Parece que foi ontem e foi mesmo. Me refiro ao aniversário da Revolução dos Cravos, movimento que em 25 de abril de 1974 pôs fim à ditadura que mantivera Portugal sob o jugo do fascista Antônio Salazar, até 1968, e de Marcello Caetano, nos seis anos seguintes. Suas consequências foram, entre outras, a retomada da democracia e o restabelecimento das liberdades individuais. E o nome dado à conquista do povo veio do fato de que as pessoas, nas ruas, distribuíam cravos para os soldados do Exército, que pela primeira vez em muito tempo não as reprimiam. Sobre isso, com maiores detalhes, escrevo mais abaixo.

Revendo o contexto histórico, Portugal era uma monarquia constitucional até 1910. Em outubro daquele ano foi proclamada a república, que era ainda jovem e incipiente quando, quatro anos depois, o país participou da Primeira Guerra Mundial (1914-1918). Este fato gerou uma grave crise econômica, com repercussões sociais. No aspecto político, esse período pós-guerra se tornou ainda frutífero, em boa parte da Europa, para ideias autoritárias. Como o fascismo italiano, com Benito Mussolini. Foi assim que os portugueses se viram envolvidos com um golpe de Estado, em 1926, perdurando até 1933. Uma nova Constituição foi então promulgada, ao mesmo tempo em que surgia com força a figura de Antônio Salazar. Ele era o primeiro-ministro e o texto legal lhe garantiu plenos poderes, que ele exerceu cerceando a liberdade de expressão e os direitos individuais. Deste modo, passou a governar com mão de ferro, não permitindo mais sucessão e alternância no poder.

O salazarismo se constituiu a partir de atitudes e com características semelhantes ao que se viu na Itália. O descrédito proposital da política e dos partidos tradicionais, o uso da religião, a exaltação da figura de um líder, a censura de toda e qualquer crítica e um nacionalismo falso – se você está lembrando agora de um outro “mito”, saiba que a semelhança não é mera coincidência. Isso conseguiu estabelecer um autoritarismo que durou quatro décadas, se tornando a mais longa ditadura da história da Europa.

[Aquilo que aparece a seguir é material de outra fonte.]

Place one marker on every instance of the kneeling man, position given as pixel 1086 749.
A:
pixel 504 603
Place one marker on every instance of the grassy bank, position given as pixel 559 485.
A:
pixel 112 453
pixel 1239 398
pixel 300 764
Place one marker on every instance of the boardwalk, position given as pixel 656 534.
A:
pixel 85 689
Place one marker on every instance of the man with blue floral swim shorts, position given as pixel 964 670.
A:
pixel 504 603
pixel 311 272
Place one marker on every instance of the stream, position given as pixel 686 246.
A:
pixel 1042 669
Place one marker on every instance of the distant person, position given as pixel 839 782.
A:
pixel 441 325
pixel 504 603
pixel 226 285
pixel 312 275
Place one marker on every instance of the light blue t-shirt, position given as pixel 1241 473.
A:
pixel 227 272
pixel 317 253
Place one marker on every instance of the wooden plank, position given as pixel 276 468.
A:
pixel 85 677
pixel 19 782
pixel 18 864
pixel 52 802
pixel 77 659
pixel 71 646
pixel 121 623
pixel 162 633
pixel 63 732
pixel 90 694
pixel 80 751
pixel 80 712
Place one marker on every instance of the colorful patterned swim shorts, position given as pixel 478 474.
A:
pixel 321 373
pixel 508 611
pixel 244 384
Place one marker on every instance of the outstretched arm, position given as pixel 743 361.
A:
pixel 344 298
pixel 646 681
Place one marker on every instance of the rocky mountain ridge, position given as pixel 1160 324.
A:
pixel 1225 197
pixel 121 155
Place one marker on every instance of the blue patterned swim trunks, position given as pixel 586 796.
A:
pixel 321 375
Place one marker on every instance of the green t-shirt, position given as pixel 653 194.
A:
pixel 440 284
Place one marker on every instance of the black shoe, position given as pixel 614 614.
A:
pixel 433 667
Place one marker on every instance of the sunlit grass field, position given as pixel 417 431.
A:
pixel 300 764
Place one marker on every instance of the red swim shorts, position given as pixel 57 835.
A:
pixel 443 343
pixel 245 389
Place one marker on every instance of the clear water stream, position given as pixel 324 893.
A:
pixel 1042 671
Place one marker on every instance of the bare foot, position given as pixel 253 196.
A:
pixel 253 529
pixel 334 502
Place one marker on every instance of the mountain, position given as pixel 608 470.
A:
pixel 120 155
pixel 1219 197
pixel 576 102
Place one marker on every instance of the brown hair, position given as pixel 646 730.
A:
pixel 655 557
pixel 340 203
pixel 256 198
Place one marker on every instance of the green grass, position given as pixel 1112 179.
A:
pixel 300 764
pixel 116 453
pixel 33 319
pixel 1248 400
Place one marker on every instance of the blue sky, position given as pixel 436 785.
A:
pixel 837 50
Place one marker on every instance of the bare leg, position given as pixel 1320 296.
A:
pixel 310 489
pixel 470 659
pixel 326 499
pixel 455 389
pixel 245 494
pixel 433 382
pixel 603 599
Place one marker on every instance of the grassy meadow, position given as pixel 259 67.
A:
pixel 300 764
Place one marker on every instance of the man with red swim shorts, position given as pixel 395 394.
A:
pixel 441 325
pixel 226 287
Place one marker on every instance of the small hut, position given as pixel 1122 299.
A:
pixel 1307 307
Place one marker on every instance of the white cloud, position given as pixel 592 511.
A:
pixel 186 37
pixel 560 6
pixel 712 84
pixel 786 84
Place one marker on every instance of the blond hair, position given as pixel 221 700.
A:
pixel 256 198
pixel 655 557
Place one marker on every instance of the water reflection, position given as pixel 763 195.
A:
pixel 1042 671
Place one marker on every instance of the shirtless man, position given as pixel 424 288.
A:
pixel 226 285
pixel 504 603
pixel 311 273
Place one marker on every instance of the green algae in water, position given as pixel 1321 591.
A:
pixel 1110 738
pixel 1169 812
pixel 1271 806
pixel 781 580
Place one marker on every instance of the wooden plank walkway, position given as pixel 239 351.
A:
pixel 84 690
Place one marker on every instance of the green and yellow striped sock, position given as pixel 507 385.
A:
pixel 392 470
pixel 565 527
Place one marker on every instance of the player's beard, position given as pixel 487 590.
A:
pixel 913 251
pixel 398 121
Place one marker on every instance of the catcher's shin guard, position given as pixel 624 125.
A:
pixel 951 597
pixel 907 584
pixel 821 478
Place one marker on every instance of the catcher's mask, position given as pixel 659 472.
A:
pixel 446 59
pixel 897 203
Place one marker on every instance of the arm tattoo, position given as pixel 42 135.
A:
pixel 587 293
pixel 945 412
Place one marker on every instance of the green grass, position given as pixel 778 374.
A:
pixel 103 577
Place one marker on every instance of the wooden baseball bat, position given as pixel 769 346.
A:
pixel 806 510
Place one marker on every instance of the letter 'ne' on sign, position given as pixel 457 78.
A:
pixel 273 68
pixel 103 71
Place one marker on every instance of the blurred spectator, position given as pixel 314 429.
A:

Incrível é que Salazar não teria se afastado do poder se não fosse uma queda que sofreu, durante suas férias. A cadeira de madeira onde ele se sentava estava tomada de cupins, quebrou e ele foi ao chão, batendo com a cabeça. A consequência foi um derrame que primeiro o afastou temporariamente do poder, mas que o retirou do comando conforme o quadro se agravou. José Saramago relatou essa história no seu conto Cadeira, um dos que compõem o livro Objecto Quase, publicado em 1978. E o referido conto foi a “matéria-prima” da minha dissertação de mestrado em Letras, A Construção de Cadeira: memória, literatura e história no conto de José Saramago, defendida em 2017.

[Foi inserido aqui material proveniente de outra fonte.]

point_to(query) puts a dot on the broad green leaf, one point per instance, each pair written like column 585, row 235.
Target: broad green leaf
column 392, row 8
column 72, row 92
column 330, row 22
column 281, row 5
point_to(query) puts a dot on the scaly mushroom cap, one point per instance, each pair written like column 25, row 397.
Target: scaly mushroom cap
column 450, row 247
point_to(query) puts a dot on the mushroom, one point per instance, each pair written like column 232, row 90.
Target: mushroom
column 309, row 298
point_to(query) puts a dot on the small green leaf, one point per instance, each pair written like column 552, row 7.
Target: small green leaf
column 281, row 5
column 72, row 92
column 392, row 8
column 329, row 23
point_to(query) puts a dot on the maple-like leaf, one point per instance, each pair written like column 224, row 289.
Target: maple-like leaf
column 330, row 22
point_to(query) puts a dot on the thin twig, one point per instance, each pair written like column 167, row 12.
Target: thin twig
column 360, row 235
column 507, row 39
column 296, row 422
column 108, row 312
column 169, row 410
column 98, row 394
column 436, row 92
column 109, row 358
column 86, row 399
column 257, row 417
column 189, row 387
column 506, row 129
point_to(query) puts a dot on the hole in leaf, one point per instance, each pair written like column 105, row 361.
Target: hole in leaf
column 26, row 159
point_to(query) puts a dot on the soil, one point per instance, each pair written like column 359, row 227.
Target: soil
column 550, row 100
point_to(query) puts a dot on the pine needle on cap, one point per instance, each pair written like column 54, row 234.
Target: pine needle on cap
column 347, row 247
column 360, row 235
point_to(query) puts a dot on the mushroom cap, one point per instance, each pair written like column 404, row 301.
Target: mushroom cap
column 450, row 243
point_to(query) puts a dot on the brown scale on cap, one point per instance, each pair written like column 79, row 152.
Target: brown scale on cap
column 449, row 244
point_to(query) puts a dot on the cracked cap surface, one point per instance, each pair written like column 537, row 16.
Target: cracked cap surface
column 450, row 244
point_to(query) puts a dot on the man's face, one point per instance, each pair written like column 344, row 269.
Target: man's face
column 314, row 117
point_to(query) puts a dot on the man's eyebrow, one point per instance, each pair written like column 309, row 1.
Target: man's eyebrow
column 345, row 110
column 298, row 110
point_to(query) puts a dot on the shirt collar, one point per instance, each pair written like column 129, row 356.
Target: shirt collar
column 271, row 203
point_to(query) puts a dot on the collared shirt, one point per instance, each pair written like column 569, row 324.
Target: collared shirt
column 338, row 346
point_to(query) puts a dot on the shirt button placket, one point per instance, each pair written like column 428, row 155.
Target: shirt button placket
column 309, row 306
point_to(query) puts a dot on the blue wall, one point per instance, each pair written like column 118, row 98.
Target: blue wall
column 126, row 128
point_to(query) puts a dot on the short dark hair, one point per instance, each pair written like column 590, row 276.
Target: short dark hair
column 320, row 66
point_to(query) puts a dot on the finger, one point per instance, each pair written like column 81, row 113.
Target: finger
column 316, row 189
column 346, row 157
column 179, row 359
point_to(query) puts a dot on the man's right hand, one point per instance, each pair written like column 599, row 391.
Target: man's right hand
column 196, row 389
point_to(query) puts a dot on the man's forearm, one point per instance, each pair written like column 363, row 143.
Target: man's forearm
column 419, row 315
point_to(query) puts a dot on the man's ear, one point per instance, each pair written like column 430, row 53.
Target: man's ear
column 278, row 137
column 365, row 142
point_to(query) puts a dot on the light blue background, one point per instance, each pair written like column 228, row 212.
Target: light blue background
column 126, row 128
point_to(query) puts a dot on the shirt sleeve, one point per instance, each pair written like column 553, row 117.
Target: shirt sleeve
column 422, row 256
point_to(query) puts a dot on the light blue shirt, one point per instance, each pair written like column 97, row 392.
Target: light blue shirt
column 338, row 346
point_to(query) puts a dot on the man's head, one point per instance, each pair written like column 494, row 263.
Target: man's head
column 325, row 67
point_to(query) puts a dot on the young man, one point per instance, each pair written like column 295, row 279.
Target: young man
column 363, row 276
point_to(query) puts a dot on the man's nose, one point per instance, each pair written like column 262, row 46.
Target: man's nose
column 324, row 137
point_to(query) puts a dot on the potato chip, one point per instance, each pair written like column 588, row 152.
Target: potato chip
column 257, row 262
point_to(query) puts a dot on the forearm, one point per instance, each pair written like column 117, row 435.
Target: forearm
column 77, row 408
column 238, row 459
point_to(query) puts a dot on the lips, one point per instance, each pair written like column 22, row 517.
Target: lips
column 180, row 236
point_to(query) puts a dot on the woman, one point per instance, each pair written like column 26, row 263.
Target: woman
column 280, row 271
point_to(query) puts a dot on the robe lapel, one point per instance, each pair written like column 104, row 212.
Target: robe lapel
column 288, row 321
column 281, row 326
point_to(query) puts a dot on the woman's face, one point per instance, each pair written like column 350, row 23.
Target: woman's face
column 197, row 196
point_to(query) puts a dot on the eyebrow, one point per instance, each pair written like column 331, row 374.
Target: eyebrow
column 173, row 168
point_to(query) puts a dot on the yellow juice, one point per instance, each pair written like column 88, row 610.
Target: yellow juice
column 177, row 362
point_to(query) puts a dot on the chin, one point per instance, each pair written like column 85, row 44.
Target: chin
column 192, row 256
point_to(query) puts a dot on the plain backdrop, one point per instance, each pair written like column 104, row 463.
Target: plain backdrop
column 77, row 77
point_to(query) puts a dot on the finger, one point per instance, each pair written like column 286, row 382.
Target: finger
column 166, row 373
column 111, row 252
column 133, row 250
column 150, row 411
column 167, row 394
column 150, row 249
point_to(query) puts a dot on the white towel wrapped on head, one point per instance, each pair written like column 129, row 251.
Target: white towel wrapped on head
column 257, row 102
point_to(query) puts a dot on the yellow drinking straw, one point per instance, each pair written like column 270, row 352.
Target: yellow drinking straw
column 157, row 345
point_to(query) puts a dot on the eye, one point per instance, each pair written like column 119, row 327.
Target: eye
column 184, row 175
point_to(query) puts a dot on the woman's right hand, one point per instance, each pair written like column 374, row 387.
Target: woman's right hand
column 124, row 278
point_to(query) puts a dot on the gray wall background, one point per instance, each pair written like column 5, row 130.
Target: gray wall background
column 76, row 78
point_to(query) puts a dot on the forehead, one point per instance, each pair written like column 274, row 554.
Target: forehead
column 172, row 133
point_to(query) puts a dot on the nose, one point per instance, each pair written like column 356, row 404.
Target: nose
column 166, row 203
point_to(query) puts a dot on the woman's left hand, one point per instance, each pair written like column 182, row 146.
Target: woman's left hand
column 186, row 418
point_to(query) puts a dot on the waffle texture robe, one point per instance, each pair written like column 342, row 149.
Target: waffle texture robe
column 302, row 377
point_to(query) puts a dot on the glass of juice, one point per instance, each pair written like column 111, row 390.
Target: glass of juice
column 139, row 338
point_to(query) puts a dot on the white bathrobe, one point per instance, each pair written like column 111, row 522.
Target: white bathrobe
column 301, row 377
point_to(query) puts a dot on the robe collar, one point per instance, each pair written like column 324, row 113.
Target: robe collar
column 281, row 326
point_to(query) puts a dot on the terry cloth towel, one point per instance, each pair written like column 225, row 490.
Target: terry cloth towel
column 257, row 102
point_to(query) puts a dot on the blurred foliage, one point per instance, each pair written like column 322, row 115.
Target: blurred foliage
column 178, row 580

Voltando ao relato histórico, Marcello Caetano não tinha a mesma força de Salazar. Ao mesmo tempo, eclodiam revoltas nas colônias, com grupos armados buscando libertar Angola, Guiné-Bissau e Moçambique, o que forçava Portugal a manter destacamentos nestes locais, o que era motivo de descontentamento da população e dividia também o exército. Estava criado o clima propício para a libertação, em duplo sentido, tanto da metrópole quanto dos territórios conquistados ainda quando das grandes navegações.

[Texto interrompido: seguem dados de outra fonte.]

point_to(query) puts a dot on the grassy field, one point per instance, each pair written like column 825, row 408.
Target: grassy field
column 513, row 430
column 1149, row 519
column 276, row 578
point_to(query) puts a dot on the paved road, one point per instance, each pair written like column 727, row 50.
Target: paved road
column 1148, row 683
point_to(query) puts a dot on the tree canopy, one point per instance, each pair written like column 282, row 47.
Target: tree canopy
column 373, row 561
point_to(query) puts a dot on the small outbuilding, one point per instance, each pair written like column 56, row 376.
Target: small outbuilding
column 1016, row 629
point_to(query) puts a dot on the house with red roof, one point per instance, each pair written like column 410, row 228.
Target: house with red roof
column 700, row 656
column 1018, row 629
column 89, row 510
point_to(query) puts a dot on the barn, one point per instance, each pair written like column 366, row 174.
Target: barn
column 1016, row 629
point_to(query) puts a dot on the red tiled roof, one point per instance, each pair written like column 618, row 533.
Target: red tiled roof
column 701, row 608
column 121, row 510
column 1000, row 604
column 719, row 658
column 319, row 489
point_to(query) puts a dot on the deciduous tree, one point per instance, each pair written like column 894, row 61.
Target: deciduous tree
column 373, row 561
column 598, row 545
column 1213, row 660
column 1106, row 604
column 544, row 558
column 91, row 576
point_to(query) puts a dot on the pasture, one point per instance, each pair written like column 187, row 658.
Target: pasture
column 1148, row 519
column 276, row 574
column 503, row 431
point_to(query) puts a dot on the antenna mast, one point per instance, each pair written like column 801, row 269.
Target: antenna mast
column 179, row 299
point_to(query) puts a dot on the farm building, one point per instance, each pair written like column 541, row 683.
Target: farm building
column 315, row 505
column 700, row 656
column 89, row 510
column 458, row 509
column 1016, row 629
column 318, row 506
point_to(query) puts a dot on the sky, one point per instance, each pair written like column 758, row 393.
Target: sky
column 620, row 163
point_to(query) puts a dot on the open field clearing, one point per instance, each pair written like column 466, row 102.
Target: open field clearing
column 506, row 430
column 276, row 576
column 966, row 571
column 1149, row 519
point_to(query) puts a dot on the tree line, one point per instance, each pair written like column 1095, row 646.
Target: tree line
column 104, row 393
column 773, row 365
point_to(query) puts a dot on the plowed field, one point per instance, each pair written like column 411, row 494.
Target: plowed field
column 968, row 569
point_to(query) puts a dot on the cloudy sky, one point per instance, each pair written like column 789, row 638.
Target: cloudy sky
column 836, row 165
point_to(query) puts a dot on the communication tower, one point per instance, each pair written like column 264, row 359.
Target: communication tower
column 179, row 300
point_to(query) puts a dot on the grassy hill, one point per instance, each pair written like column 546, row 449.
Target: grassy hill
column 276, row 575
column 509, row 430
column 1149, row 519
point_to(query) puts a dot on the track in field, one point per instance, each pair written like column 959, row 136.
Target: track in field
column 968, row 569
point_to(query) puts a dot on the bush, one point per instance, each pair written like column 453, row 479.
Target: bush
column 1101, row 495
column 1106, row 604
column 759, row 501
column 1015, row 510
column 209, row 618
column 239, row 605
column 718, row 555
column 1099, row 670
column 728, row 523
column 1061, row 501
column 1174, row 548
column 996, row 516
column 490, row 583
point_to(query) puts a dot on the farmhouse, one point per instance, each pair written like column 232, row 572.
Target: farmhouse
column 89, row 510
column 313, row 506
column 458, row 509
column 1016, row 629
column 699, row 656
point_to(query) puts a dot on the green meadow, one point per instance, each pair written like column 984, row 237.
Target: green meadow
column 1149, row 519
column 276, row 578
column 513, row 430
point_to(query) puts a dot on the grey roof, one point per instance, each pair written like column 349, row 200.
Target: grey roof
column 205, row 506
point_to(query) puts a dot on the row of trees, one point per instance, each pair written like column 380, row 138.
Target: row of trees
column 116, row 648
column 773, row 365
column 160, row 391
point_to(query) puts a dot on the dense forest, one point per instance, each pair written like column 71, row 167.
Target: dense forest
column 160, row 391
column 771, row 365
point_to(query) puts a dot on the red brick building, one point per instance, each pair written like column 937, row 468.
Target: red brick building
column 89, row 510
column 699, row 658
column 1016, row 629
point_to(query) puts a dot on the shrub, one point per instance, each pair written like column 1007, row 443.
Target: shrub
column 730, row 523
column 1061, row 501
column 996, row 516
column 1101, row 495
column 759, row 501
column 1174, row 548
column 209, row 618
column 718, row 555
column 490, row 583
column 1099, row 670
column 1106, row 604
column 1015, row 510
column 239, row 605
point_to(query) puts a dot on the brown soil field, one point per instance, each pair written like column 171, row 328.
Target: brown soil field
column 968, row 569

Na véspera da revolução, as rádios das Emissoras Associadas de Lisboa tocaram diversas vezes a música E Depois do Adeus, de Paulo de Carvalho. Essa era a senha para que a população se preparasse para o processo. E no dia 25 ela foi substituída por Grândola Vila Morena, de José Afonso, para que todos soubessem que ela começara. Nas ruas os soldados, sem o devido comando e eles próprios desejosos de que houvesse afinal uma mudança no país, permaneciam passivos. Então outro fato aconteceu, tendo se tornado marcante por puro acaso.

Celeste Martins Caeiro trabalhava no restaurante Franjinhas, na Rua Braancamp, que comemorava o seu primeiro aniversário. Era inovador, inaugurando o serviço de self-service, até então não conhecido. O seu proprietário havia comprado vários molhos de flores no Mercado da Ribeira, para oferecer aos fregueses. Mas não pode abrir, em função do acontecimento que tomava as ruas. Assim, distribuiu as flores para seus funcionários, quando os liberava. Celeste voltava para casa com uma boa quantidade de cravos, quando se deparou com os soldados. Um lhe pediu cigarros, que ela não tinha. Então, colocou um cravo vermelho no cano de seu fuzil. Os demais também pediram e ela os distribuiu todos. As habituais vendedoras de flores do Rossio, quando viram a cena, decidiram multiplicar o gesto, o que foi imitado por mais e mais pessoas, a ponto de terminar batizando a revolução.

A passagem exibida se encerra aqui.